足を掴まれている状態からぐいっ、と通常では考えられない速度で地面から上半身捻じりながらを跳ね上がり、師匠に全力で拳を叩きつける。
「ハァッ!」
顔面に放たれた拳は防がれたもののこれまでの組手の中では一番良い一撃だった。流石の師匠も思わず足を放してしまったようで俺は何とか立った姿勢に戻ることが出来た。
(な、なんだ今の・・・)
俺は先ほどの動きで膨大な体力を使ったはずなのになぜか体に力が戻っていることに困惑する。
(それに、あんな動き体力全快でもできたかどうか・・・)
先程までのゾンビのような力の無い動きではなくキレッキレの動きに自分自身でも違和感を覚える。師匠も予想外だったのか神妙な顔つきをしながら「まさか・・・」と呟いている。
しかし力が戻ったのも一瞬だったのか、体から急激に力が抜けていく。
「なかなか活きのいい動きをするじゃねぇか。
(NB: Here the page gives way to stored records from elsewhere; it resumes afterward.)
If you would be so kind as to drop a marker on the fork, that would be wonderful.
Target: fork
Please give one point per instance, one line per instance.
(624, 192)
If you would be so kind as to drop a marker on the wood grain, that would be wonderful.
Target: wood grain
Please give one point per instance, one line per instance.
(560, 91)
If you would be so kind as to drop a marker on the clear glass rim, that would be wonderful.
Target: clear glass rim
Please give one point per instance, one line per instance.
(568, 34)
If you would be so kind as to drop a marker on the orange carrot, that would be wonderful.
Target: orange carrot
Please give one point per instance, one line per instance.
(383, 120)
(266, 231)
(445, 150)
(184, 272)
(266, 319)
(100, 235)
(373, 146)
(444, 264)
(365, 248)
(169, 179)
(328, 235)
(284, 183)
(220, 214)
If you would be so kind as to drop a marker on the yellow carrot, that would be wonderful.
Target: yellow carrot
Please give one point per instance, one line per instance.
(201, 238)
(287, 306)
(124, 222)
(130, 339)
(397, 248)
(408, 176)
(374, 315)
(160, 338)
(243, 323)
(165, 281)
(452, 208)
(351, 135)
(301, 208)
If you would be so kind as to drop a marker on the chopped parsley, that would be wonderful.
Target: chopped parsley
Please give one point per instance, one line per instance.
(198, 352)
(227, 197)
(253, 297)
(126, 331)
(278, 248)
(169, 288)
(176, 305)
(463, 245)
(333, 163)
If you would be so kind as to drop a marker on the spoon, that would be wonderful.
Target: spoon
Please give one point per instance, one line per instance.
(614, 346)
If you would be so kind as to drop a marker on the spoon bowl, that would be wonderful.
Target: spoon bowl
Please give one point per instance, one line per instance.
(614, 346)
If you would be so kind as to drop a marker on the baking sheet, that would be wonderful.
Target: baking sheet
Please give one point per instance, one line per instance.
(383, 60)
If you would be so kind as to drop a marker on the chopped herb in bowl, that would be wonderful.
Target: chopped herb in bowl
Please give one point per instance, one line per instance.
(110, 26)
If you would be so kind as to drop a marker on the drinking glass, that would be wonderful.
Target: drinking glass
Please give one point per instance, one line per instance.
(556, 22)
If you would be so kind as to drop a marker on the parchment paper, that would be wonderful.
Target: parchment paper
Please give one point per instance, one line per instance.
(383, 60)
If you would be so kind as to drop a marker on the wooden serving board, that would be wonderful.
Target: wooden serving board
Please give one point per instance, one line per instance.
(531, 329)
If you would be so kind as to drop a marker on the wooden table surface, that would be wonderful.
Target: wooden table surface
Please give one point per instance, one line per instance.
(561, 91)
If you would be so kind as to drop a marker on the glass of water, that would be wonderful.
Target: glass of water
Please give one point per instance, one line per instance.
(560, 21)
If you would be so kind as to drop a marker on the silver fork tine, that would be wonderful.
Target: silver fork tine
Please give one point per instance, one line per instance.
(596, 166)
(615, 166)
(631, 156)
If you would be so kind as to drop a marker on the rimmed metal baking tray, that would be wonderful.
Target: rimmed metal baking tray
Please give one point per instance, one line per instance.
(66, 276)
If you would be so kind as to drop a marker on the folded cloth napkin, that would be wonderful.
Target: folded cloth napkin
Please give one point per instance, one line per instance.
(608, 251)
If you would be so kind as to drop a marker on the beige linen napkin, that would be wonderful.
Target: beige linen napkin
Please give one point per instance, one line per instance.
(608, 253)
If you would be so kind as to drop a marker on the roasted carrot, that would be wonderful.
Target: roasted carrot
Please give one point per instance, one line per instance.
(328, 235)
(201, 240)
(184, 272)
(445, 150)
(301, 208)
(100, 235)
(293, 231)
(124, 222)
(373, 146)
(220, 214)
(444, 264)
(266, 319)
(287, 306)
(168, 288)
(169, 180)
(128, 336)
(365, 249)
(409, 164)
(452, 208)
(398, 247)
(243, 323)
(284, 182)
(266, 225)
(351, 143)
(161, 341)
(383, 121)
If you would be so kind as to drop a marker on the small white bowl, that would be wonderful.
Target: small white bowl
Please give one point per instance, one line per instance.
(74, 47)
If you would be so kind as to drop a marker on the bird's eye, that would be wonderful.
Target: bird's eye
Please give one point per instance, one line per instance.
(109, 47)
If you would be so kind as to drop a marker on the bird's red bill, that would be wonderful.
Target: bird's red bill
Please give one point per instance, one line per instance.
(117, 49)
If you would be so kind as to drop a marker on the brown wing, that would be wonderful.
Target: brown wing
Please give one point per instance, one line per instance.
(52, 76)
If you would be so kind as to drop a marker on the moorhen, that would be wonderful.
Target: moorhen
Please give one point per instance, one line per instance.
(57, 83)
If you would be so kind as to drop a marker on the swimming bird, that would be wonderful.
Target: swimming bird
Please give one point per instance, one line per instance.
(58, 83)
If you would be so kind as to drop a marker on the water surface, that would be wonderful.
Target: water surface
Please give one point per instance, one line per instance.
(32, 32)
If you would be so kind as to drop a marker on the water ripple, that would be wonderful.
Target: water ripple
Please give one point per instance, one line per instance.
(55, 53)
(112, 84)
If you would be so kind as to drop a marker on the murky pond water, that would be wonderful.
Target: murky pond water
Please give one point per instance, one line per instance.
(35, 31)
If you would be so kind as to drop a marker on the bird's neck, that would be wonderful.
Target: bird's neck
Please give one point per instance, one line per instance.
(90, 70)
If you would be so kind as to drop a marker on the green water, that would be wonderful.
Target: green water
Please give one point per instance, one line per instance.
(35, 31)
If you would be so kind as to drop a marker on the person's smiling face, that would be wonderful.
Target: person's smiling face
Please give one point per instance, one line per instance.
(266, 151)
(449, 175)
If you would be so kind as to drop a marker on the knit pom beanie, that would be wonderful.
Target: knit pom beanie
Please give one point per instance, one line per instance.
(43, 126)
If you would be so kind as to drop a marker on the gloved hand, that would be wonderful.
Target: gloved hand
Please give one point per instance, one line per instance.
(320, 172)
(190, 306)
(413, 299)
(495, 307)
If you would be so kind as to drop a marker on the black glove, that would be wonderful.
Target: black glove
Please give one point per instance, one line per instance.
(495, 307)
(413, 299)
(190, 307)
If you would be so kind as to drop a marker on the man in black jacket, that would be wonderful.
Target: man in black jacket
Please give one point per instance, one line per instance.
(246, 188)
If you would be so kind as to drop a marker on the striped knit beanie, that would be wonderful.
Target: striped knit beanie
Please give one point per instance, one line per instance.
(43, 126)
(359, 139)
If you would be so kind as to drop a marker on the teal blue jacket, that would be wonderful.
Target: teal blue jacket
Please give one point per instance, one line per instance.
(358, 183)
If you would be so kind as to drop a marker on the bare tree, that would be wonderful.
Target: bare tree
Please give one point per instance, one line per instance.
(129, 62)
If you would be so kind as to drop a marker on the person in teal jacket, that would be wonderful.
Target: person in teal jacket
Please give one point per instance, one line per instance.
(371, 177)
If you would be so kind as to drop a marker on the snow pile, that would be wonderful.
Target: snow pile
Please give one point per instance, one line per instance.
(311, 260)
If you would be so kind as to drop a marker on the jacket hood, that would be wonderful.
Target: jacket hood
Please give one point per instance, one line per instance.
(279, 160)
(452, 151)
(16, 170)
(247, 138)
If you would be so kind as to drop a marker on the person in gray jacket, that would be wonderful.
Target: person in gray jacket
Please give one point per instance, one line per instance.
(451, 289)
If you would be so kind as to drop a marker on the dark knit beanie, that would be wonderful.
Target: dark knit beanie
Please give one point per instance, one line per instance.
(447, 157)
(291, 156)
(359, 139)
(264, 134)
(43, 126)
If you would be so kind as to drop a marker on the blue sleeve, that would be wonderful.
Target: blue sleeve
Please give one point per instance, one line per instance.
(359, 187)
今度はこっちから攻めさせてもらうぜっ!」
師匠は先ほどの俺の動きを見てか体力が戻ってきていると勘違いしたのか、両手をわきわきしながらいきなりこっち向かって突っ込んできた。
(まずい・・・急に疲れが出てきているのにもう防ぐ力なんてないぞ)
少し離れたところから師匠は走って突っ込んでくる。
俺の目の前3m辺りまで走ってきた後そのまま構えを作りながら殴るようなモーションを取る。
「え?」
そんな位置から殴っても当然腕が伸びる訳でもないし拳が届くわけがない、と俺はそう思いながらぽかんと見ていると目の前に急に拳が迫って来る。
「ッ!!」
師匠は左足を前に右足を後ろに取る構えからそのまま殴るのではなく、そこから更に構えを逆向きにするように右足を大きく前に持っていきながら右ストレートを放つことで想像の2倍以上の射程を持った拳を打ってきていたのだ。
俺は綺麗に防ぐことは難しいと判断して顔の前に両腕を持ってきて衝撃をそのまま受けるように耐える姿勢を取る。
思っていたよりも拳は深く突き刺さる一撃だったようで、ガードの上から更に押しこむように力が加わった。
俺は衝撃を受けきれず後ろに下がりながらよろめく。そして師匠はそのまま追撃に左足で回し蹴りを放ってくる。
ズズズズ・・・
俺は蹴りの衝撃に備えて素早く大きく呼吸をする。
ズズズズズズズズ・・・
「ぐぅうううう!」
強烈な衝撃が俺を襲う。腕でタイミングよく防いだと思ったのに吹き飛ばされるほどの威力だ。
だが、なんとか耐えきった。まだ、立てる。意識もある。俺は呼吸を整えながら後ろに大きくバックステップして距離を作る。
そしていい加減先ほどから体に感じる妙な気配の奔流に気づいていた。
ズゥズズズズズズズズオオ・・・
「そうか、これがプラナなんだな」
呼吸をするたびにまるでその力の流れは生きているかのように脈動し、体に渦巻いていく。
すごい勢いだ。まるで、近くで大きな急流の滝を滝壺から眺めているように感じだ。これはまだプラナをコントロール出来ていないからこのように感じるのか、それともそもそもこのように感じるものなのかは分からないが、少しうっとおしく感じるほどだ。
しかしながら、プラナを感じ取れたからと言って体力が回復するわけでもない。体はへとへとの疲労困憊なのだ、なのでいち早く師匠に組手を辞めてもらうように俺は師匠に話しかける。
「あ、ししょ――」
「なかなか粘るじゃねぇか!太一!面白くなってきたぜ!」
俺の言葉を遮った師匠はそのまま身勝手にも勝手に一人でテンションを上げてからまたしても突っ込んできた。
そして今度は先ほどよりも更に早く距離を詰めた師匠は、最早動きすら早すぎて見えない一撃を放ってくる。
「ブホェ!」
(いや、話聞いてくれ・・・)
俺は顔に拳をもろに叩き込まれた後、膝から崩れるように地面に倒れた。